Sure, I want to feel cute, but trust me, those cute undies you may wear in the city are NOT worth the wedgie when you are trekking through a jungle in 110-degree humid weather. So please, ladies, pack comfortable, wedgie-proof, sweat-friendly underwear and have enough so that you’re not always looking for a laundry mat (I packed 15 pairs for 6 months).
This also goes for shoes. I packed three pairs: super lightweight running shoes for hiking, exercise, and long walks, ankle boots for both rain and fashion purposes, and cute rubber sandals that I can use on the beach, during the day, and for a night out. Needless to say, heels are pretty useless when it comes to practicality and suitcase space.
7. Being low-maintenance is a must.
I’ve met women who, even while traveling, take an hour to do their hair. Or they must put on a full face of makeup before entering the outside world. The good news is that when you’re traveling solo, you can take all the time you want to get ready. But, I’ve found that being low-maintenance makes life significantly easier.
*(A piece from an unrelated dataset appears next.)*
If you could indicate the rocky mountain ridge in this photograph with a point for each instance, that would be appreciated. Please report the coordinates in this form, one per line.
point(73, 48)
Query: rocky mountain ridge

First, being low-maintenance teaches you to be comfortable with who you are. You are beautiful — you don’t need makeup to tell you that. Second, it’s a convenience thing. Even though I like to take the time to pamper myself if I’m going somewhere nice, I also have to be prepared to roll out of bed and go within 15 minutes when I have a 4 am flight or 6 am meditation class to catch. It’s also useless to put on makeup when it will melt the second you step into hot tropical weather.
Lastly, being low maintenance frees up time to do other, more fun activities. As I mentioned, traveling solo involves a lot of spontaneity. Often, I’ve been caught completely off-guard by invitations from people I just met to join them on adventures. Since I just met them, they’re not going to be as patient or tolerant of my beauty routine. It’s nice to feel that I have the freedom to do anything and go anywhere without worrying about how I look.